Die deutsche Behälterglasindustrie hat das Thema Recycling in den letzten Jahren verstärkt in das Bewusstsein der Öffentlichkeit gerückt. Gemeinsam mit dem Dualen System Deutschland (DSD) hat sie die Verbraucherkampagne „Nicht alles passt ins Altglas“ ins Leben gerufen, um über richtiges Glasrecycling aufzuklären. Seit 2010 trägt die Kampagne maßgeblich zur guten Entwicklung der Glasrecyclingquote bei. Eine Website sowie verschiedene Materialien (Flyer, Poster, CDs) klären darüber auf, was in den Sammelcontainer geworfen werden darf und was nicht. Um die deutschen Verbraucher noch stärker für das Thema zu sensibilisieren, wurde 2016 erstmals der Aktionstag „Glasrecyclingtag“ ausgerufen, der fortan jährlich stattfinden wird.

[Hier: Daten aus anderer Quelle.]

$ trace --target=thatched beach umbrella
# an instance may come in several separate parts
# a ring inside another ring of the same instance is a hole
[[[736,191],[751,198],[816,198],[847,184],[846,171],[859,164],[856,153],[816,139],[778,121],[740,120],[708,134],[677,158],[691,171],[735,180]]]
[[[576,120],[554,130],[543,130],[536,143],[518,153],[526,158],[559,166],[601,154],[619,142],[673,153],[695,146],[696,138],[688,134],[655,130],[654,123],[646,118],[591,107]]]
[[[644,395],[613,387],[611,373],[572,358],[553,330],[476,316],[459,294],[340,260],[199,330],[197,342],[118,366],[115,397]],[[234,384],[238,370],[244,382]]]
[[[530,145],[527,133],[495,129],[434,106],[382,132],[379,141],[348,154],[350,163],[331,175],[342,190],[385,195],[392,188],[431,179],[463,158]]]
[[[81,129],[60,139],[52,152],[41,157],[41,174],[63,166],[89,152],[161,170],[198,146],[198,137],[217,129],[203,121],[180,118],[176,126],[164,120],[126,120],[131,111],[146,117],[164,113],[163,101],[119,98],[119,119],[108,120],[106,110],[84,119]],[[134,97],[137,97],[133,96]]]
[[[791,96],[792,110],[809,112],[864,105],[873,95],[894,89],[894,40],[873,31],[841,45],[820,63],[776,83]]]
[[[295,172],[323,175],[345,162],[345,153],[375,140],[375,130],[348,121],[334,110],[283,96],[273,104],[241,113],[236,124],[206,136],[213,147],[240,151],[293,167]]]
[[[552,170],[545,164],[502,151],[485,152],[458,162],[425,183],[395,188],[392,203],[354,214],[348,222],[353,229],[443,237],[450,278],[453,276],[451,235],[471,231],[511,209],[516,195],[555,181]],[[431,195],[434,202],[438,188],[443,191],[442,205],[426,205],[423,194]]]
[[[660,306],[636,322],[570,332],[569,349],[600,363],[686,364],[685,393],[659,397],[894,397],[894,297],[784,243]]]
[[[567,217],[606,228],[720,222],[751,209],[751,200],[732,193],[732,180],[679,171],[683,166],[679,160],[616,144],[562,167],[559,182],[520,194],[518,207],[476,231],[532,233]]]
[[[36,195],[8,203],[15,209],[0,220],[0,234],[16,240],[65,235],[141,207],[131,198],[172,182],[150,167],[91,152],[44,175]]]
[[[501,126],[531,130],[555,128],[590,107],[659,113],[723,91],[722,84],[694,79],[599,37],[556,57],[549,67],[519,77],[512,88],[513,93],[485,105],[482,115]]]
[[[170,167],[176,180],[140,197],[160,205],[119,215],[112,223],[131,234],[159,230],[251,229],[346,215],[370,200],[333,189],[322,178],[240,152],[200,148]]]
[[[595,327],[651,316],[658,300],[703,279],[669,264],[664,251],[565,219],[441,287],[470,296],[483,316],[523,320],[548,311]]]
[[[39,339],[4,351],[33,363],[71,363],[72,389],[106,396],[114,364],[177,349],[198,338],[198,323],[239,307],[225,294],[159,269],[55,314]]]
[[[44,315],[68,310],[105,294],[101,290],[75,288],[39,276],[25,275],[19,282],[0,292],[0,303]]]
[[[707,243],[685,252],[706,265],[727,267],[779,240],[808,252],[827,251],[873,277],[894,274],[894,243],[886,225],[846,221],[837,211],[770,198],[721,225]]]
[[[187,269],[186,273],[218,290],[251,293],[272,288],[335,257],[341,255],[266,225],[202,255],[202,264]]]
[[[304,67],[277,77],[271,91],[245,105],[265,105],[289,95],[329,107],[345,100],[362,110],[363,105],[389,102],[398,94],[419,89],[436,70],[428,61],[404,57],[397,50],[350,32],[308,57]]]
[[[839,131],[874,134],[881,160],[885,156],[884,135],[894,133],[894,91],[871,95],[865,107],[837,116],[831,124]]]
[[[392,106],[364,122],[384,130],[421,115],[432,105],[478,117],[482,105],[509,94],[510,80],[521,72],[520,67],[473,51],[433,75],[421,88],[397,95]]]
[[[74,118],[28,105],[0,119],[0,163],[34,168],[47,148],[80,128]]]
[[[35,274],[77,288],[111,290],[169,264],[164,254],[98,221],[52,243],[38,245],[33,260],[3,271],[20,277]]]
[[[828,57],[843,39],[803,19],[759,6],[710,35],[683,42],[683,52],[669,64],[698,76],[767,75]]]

Glasrecyclingquote in der EU auch gestiegen

Und auch die EU-weiteGlasrecyclingquote ist gestiegen: Wie die vom Europäischen Behälterglasverband FEVE veröffentlichten aktuellen Branchendaten zeigen, liegt sie erstmals bei 74 Prozent. Zwar ist der Wert im Vergleich zum Vorjahr insgesamt gestiegen, innerhalb der einzelnen Länder gibt es jedoch große Unterschiede. Während sich die Recyclingquoten in Belgien, Deutschland, Spanien und Slowenien verbesserten, verzeichneten Österreich und Dänemark einen leichten Rückgang der Quote trotz eines wachsenden Konsumtrends. In der Tschechischen Republik, Finnland und den Niederlanden sank die Quote parallel zum Konsum. Trotz der positiven Zahlen gibt es sowohl in Deutschland als auch EU-weit noch Potenzial, die Quantität und Qualität des Glasrecyclings zu erhöhen. Gleichzeitig wird damit das von der Europäischen Kommission erklärte Ziel einer ressourceneffizienten Gesellschaft weiterhin aktiv unterstützt.